- Interactive map of Third Cemetery of Athens Τρίτο Νεκροταφείο Αθηνών

Details
- Location: Nikaia, Attica
- Country: Greece
- Coordinates: 37°58′48″N 23°40′1″E﻿ / ﻿37.98000°N 23.66694°E

= Third Cemetery of Athens =

Cemetery in Greece

The Third Cemetery of Athens (Τρίτο Νεκροταφείο Αθηνών, Tríto Nekrotafeío Athinón) is a cemetery located in the Aspra Chomata district of Nikaia. It is located at the junction of Thebes and Petros Ralli avenues and its central entrance is on Kavkasou street. The area of the cemetery is part of the Municipality of Nikaia-Agios Ioannis Renti and administratively falls under the Municipality of Athens.

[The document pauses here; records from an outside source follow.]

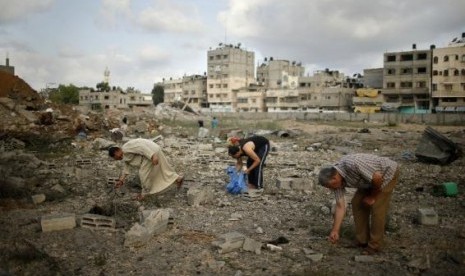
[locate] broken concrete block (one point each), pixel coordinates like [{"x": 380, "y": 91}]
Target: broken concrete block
[
  {"x": 252, "y": 245},
  {"x": 156, "y": 221},
  {"x": 427, "y": 216},
  {"x": 301, "y": 184},
  {"x": 37, "y": 199},
  {"x": 58, "y": 222},
  {"x": 284, "y": 183},
  {"x": 364, "y": 259},
  {"x": 436, "y": 148},
  {"x": 229, "y": 242},
  {"x": 137, "y": 236},
  {"x": 197, "y": 195},
  {"x": 95, "y": 221}
]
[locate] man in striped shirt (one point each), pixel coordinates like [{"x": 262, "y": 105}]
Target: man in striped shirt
[{"x": 375, "y": 178}]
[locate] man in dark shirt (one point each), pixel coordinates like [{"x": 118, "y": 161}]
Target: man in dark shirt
[
  {"x": 256, "y": 149},
  {"x": 375, "y": 178}
]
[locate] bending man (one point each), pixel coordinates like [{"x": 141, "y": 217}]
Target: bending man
[
  {"x": 256, "y": 149},
  {"x": 375, "y": 178},
  {"x": 155, "y": 173}
]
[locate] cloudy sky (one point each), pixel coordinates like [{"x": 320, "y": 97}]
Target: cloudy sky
[{"x": 142, "y": 41}]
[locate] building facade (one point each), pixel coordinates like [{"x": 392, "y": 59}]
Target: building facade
[
  {"x": 448, "y": 77},
  {"x": 228, "y": 68},
  {"x": 279, "y": 74},
  {"x": 7, "y": 68},
  {"x": 188, "y": 89},
  {"x": 406, "y": 81},
  {"x": 96, "y": 100}
]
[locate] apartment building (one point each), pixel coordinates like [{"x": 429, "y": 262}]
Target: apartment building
[
  {"x": 326, "y": 91},
  {"x": 229, "y": 68},
  {"x": 279, "y": 74},
  {"x": 7, "y": 67},
  {"x": 172, "y": 89},
  {"x": 188, "y": 89},
  {"x": 249, "y": 99},
  {"x": 448, "y": 77},
  {"x": 95, "y": 100},
  {"x": 406, "y": 81}
]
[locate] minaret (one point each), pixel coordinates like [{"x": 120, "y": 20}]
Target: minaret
[{"x": 106, "y": 76}]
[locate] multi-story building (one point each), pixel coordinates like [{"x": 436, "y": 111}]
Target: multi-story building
[
  {"x": 228, "y": 68},
  {"x": 448, "y": 80},
  {"x": 406, "y": 81},
  {"x": 113, "y": 99},
  {"x": 172, "y": 89},
  {"x": 373, "y": 78},
  {"x": 7, "y": 68},
  {"x": 188, "y": 89},
  {"x": 249, "y": 99},
  {"x": 279, "y": 74},
  {"x": 326, "y": 91}
]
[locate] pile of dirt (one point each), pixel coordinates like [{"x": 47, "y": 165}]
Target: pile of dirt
[{"x": 16, "y": 88}]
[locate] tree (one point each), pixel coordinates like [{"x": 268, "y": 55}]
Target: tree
[
  {"x": 158, "y": 94},
  {"x": 65, "y": 94}
]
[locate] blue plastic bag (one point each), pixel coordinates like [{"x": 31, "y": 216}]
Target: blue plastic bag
[{"x": 237, "y": 183}]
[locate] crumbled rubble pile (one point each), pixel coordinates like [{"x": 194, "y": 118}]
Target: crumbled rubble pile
[{"x": 61, "y": 215}]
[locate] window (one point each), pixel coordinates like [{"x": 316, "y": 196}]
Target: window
[
  {"x": 406, "y": 71},
  {"x": 422, "y": 56},
  {"x": 391, "y": 58},
  {"x": 406, "y": 57},
  {"x": 421, "y": 84},
  {"x": 406, "y": 84}
]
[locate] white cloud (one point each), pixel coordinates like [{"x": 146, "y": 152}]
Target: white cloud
[
  {"x": 168, "y": 16},
  {"x": 15, "y": 10}
]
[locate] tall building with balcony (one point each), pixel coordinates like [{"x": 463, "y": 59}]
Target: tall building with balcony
[
  {"x": 229, "y": 68},
  {"x": 191, "y": 90},
  {"x": 279, "y": 74},
  {"x": 96, "y": 100},
  {"x": 172, "y": 89},
  {"x": 448, "y": 77},
  {"x": 406, "y": 81},
  {"x": 7, "y": 67},
  {"x": 326, "y": 91}
]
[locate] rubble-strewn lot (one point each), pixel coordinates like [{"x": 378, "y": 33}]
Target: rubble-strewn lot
[{"x": 47, "y": 174}]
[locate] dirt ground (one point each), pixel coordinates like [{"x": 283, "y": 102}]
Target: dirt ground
[{"x": 302, "y": 218}]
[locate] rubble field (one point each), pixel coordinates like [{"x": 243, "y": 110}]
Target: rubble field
[{"x": 60, "y": 215}]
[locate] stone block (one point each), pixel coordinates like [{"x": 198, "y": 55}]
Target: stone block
[
  {"x": 37, "y": 199},
  {"x": 252, "y": 245},
  {"x": 427, "y": 216},
  {"x": 229, "y": 242},
  {"x": 198, "y": 195},
  {"x": 301, "y": 184},
  {"x": 97, "y": 221},
  {"x": 58, "y": 222},
  {"x": 284, "y": 183}
]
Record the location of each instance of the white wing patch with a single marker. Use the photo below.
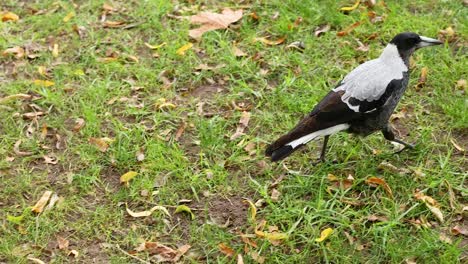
(313, 135)
(369, 80)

It is the largest cemetery in the Balkans, with more than 27,000 burial monuments. It is also considered important because several famous Greeks are laid to rest there. In its northwestern part, at the height where the boundaries of the municipalities of Nikaia, Korydallos, Agia Varvara and Aigaleo, it also includes a Jewish cemetery, the second overall cemetery of the Jewish community in Athens. In the surrounding area within the cemetery, there are monuments to the victims of the Executions of Kokkinia and the Aigaleo massacre, respectively.

Near the cemetery are the Nikaia Municipal Gymnasium, the D.A.K. Nicaea "Plato" and the General Hospital of Nicaea Piraeus "Agios Panteleimon".